そして夕季が望み、予め用意していた答えを連ね始めた。
「気づいているだろう。僕らは君達のはるか先にいる」
「……」
「君達を常に上から眺めている存在があることは知っているよね。決して手の届かない場所から、ものも言わずに。もちろん彼らに君達の真似をすることはできない。だが彼らの存在なくしては君達も成立しない。決して対等ではないが、レースに勝つためには最高のレースカーと優れたドライバーが不可欠だ。当然そのどちらが欠けても勝ち上がることはできない。ただオーナーならば、それを選ぶことも捨てることも自由にできる」
「あなたは選べる側にいるの」
久々に興味を示した夕季からの問いかけに、界は残念そうに眉を寄せてみせた。
「まさか。彼らははるか彼方の存在だ。彼らの視点から眺めれば、世界のコムラだってちっぽけなものさ。君が知る人間の名を出していいのなら、たとえば凪野守人という人物はどうだろうか。彼は世界中の国々を買い取るだけの財力があると聞く。その気になれば、彼一人だけでこの世界を破壊することも可能だ。いつでも、今すぐにでも。それだけの力を持つ彼が、本当に君達を特別な存在だと認識していると思うか。賢明な君なら薄々はわかっているだろう。選ばれし存在が何も知らされずにこんな場所にいる方がおかしい」
「……」
「だが彼らが無視できない存在になることはできる。僕はその方法を知っているし、それを君に伝えることもできる。君だけに。他の二人には興味がない。
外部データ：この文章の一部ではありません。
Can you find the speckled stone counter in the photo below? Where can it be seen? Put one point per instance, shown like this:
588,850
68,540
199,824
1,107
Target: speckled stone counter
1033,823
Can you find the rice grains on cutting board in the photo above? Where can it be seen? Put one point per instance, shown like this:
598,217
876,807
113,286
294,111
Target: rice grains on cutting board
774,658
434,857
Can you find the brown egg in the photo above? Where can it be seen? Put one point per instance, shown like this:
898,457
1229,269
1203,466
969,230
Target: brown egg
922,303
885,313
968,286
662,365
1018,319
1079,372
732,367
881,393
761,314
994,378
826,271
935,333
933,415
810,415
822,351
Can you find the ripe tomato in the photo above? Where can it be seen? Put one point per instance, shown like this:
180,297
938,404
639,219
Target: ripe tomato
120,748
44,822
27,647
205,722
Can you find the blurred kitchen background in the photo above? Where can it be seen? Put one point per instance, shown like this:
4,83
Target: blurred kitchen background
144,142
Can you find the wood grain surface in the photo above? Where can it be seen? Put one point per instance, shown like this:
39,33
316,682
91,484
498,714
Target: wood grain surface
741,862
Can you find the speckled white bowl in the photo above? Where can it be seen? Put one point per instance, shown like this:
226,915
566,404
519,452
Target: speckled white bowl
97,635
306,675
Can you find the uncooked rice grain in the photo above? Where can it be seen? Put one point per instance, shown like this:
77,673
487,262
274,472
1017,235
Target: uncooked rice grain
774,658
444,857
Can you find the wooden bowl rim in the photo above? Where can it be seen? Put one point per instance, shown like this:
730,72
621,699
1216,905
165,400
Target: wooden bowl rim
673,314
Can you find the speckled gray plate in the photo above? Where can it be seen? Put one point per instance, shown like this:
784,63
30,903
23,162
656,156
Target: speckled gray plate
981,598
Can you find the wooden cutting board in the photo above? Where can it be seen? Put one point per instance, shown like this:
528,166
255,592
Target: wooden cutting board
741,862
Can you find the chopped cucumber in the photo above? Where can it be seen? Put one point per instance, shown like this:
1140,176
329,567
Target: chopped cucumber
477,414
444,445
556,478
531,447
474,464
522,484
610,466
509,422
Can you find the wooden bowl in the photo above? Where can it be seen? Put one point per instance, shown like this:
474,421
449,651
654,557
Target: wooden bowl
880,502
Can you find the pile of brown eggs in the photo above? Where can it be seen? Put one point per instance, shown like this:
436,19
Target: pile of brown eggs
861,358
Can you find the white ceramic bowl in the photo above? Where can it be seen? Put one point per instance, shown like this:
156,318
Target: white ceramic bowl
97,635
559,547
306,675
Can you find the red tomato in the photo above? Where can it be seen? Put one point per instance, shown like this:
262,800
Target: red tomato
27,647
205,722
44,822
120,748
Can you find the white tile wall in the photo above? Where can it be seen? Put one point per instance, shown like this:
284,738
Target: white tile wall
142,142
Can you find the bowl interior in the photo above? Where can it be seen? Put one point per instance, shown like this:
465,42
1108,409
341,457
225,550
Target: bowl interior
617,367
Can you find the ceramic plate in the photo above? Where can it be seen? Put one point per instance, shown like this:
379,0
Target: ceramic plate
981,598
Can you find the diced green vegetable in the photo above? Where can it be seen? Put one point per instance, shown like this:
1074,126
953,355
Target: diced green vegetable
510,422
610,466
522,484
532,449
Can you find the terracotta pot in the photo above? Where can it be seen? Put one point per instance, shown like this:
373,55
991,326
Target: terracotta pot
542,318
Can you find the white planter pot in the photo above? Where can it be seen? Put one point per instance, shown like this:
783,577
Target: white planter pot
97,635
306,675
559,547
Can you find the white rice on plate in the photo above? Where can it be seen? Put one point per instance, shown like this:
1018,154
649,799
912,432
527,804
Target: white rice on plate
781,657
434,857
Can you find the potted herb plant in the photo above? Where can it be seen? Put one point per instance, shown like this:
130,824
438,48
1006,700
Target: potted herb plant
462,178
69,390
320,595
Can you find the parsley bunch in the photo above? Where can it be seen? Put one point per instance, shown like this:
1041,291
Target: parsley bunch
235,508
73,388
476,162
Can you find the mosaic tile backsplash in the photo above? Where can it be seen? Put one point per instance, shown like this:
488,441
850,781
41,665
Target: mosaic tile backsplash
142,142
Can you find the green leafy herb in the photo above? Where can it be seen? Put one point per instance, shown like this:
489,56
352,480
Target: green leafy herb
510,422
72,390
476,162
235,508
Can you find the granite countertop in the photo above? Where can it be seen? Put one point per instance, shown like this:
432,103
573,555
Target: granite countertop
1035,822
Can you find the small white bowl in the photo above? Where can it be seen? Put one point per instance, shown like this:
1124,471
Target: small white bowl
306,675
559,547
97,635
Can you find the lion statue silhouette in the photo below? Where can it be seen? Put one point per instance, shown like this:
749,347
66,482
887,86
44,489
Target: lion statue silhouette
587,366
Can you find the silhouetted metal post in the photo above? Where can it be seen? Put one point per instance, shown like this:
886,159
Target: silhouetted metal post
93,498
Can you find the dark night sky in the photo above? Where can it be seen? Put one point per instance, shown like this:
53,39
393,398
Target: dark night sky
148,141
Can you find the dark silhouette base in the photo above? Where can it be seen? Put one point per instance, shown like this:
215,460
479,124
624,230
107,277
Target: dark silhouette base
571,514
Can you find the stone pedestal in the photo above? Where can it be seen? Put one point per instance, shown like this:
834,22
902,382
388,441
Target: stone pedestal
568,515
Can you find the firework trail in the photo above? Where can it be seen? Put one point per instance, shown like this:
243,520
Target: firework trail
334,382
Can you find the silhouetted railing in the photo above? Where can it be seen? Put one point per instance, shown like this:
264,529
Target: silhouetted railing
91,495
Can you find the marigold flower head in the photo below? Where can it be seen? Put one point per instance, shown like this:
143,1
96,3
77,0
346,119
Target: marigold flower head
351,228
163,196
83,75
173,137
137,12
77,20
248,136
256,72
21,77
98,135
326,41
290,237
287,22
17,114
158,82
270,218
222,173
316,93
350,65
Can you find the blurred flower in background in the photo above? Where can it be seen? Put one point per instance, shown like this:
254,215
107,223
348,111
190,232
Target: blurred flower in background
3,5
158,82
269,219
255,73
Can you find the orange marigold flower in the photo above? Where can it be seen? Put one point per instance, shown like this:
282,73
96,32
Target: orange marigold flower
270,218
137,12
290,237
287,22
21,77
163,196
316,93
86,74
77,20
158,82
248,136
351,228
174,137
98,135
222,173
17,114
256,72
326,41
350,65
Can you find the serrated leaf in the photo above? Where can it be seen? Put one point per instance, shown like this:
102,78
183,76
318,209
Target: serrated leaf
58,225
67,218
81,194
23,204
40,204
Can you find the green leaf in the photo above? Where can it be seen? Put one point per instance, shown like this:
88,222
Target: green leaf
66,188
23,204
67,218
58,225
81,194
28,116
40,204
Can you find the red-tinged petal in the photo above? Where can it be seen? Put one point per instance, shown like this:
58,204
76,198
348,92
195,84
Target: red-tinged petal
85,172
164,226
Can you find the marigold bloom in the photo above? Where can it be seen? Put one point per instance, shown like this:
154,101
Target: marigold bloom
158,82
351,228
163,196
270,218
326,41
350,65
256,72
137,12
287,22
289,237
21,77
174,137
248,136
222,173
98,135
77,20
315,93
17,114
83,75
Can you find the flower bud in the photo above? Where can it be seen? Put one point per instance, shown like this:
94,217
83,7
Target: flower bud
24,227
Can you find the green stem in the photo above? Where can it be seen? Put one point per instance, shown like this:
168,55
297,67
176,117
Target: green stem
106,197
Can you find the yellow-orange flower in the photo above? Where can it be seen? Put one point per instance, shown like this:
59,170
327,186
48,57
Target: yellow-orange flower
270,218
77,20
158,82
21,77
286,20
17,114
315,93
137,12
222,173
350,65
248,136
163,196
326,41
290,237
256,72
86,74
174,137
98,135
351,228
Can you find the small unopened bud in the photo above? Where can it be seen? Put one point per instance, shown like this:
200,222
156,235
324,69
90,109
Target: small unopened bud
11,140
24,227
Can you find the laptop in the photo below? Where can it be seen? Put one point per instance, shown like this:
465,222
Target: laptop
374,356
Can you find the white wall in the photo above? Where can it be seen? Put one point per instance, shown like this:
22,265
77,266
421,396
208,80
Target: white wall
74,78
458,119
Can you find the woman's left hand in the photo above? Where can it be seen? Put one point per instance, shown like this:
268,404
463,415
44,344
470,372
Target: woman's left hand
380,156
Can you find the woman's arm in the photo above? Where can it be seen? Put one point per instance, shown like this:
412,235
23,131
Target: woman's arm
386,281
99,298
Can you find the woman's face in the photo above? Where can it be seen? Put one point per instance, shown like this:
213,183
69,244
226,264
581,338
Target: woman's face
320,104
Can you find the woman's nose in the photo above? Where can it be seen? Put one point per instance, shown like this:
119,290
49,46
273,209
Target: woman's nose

いや、彼らには無理だろう」
夕季が顎を引いてかまえる。
明らかに界の目つきが変わったことを感じ取ったからだ。
「いずれ凪野博士の手によって必要な人間が淘汰される時がくる。いつか必ず。地位や権力などの無粋な理由で生き残ることを約束されたわけではなく、これからを戦うために選ばれた人間達だ。そこには君達の知る顔は一人もいないだろう。皮肉ではなく、選考基準そのものが僕達の想像をはるかに超えているものだと予想する。我々の感覚からはじきだす人とはまったく異なる存在。それは愛情や他人とのつながりをも超越した人種だからだ。その選ばれた存在が人としての営みを求め、またそれができるのかすらもわからないがね」
「……」
「カタストロフィの暁には、先人達が構築してきたフォーマットはすべて崩壊する。それがIQ三百の原始人だらけの世界なのか、或いはスーパーコンピュータ並みの知能を持ったバクテリアなのかもわからない。そこに凪野博士自身が含まれるのかすらも。生き残った彼らがどんな世界を築き、それがどんな意味を持つのか、今の時点では誰にも想像もできない。さて、こんなところでいいかな」
にっこり笑い、界が両腕を大きく広げる。
「じゃあ、さよならだね」
「ええ」
まるで動じることなく頷いた夕季に、感心したように界が笑う。
力の抜けた本当の笑顔だった。
その時、二人の前を一人の少女が通り抜けた。
水杜茜だった。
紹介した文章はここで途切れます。